Une transition, lourde de sous-entendus.
Une nuit bien courte ! Jésus fuit la popularité qui enfermerait son activité parmi les gens de Capharnaüm. Il lui faudra sans cesse « partir ailleurs ». À l’écart, dans la prière, au contact de son Père, il redéfinit sans doute sa mission. Simon, le futur Pierre, est déjà le porte-parole des disciples. Déjà Jésus apparaît comme la Sagesse que tous les humains « cherchent » et veulent « trouver » (cf. Proverbes 8, 17 ; Sagesse 6, 12). Jésus est « sorti » de Capharnaüm, mais « sorti » aussi, envoyé pour une mission destinée à tous. Et la Sagesse désirée des hommes qui parle ici en Jésus est celui qui, « bien avant l’aube » (cf. Marc 16, 2), « s’est levé » (ou « est ressuscité » ?). Notre mission universelle, à la suite du Christ ressuscité, se profile ici : elle est enseignement de la Bonne Nouvelle et lutte contre la maladie et contre les forces du mal qui révoltaient Job (1ère lecture).
Le dernier verset est de nouveau un sommaire, un résumé résumant par avance la mission de Jésus, en paroles et en actes, dans « toute la Galilée ».
* Par la main. Plus que les autres évangélistes, Marc, qui est leur source, insiste sur le contact physique de Jésus avec ses « patients » : le contact du vêtement, comme celui de certains empereurs romains censés guérir les gens (Marc 5, 25-34 ; 6, 36) ; le contact de la salive, en usage chez les exorcistes anciens, tant juifs que païens (Marc 7, 33 ; 8, 23). Ce « corps à corps » tactile joue sur deux tableaux.
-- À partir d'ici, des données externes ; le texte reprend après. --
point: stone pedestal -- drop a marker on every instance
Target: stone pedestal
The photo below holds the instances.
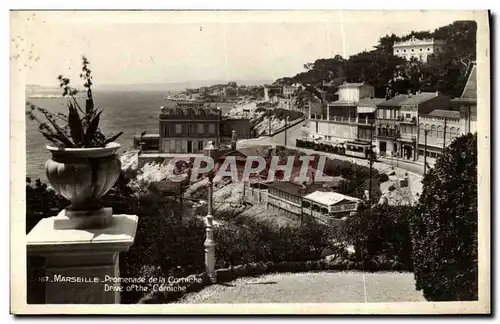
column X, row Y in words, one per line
column 81, row 265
D’une part, il signifie une intimité « basique », quand la parole s’avère impuissante, comme on touche la main de quelqu’un, faute de pouvoir traduire par des mots une émotion profonde. D’autre part et de manière paradoxale, le toucher de Jésus annonce la foi chrétienne, c’est-à-dire une intimité avec le Christ plus étroite que celle expérimentée par les témoins de sa mission terrestre. Comparer, dans un autre évangile, la rencontre du Ressuscité avec Thomas (Jean 20, 27-29).